Der Essay ist trotz der ökonomischen Kritik lesenswert, da er einen Beitrag zur Definition des künftigen Integrationskurses in Europa liefert, der historische und politische Überlegungen liefert, wie man sie selten in solch spannender und kompakter Form lesen kann. Dennoch warte ich auf ein ähnliches Buch, welches Fischers Hinweis auf die Geschichte der Schweizer Konföderation und Kindlebergers Pflichtenheft für einen solidarischen gutwilligen Führungsanspruch aufgreift.

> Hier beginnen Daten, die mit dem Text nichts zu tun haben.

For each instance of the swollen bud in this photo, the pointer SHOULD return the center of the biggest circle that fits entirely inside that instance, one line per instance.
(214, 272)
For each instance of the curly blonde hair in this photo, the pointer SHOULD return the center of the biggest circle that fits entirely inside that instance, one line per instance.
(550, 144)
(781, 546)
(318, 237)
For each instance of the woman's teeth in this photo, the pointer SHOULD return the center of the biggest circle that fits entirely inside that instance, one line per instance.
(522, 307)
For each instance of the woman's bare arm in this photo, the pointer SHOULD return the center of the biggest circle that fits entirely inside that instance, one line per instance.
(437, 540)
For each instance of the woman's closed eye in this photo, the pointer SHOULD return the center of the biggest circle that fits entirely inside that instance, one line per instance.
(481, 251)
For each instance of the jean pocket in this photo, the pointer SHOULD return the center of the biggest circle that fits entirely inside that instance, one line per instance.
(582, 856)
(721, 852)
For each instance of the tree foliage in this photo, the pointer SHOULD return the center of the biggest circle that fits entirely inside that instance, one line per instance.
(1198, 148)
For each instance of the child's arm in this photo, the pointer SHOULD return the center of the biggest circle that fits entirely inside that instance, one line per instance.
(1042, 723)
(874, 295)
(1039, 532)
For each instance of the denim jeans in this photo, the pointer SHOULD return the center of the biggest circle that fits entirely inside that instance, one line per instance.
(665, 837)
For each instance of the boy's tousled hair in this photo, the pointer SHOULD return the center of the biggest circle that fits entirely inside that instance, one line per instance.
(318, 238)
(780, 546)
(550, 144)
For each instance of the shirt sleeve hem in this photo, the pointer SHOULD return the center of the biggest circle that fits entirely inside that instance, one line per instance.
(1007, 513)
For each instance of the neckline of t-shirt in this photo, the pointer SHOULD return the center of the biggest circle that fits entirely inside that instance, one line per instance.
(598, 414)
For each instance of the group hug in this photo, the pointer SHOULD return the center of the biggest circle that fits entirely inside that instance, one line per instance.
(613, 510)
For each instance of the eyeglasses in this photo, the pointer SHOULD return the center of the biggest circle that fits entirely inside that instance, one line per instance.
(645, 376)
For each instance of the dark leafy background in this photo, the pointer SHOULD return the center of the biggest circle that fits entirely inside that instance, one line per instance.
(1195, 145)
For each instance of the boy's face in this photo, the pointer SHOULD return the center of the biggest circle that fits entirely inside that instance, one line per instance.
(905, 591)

Vor uns liegt die Auseinandersetzung über die Eurozone als Transferzone. Wie bereits von Giersch (1949, op.cit.) standorttheoretisch gezeigt, kommt der wirtschaftliche Zusammenschluss in einer Realwirtschaft (also einer Währungsunion) dem starken Zentrum zugute, während die wirtschaftlich rückständigen Randzonen durch diesen Zusammenschluss dauerhaft belastet werden. Es genügt also nicht, wie Münkler und andere konservative Stimmen (etwa Geppert, 2013 und Hüther, 2015) es tun, eine Transferunion mit Hinweis auf die fehlende europäische Identität abzutun. Wer A will, muss auch B akzeptieren: Will Deutschland als zentraler Standort der Eurozone auf Dauer von den vielfachen Erträgen der Eurozone profitieren, muss es auch dauerhafte Transfers leisten. Die Höhe dieser Transfers (womöglich 5 Prozent des BIP, denn in dieser Höhe belief sich der private Nettokapitalexport Deutschlands vor der Eurokrise) müssen volkswirtschaftliche Kosten-Nutzen-Analysen befinden. Es ist die Aufgabe der Politik, diese Analysen dem Wähler plastisch zu vermitteln.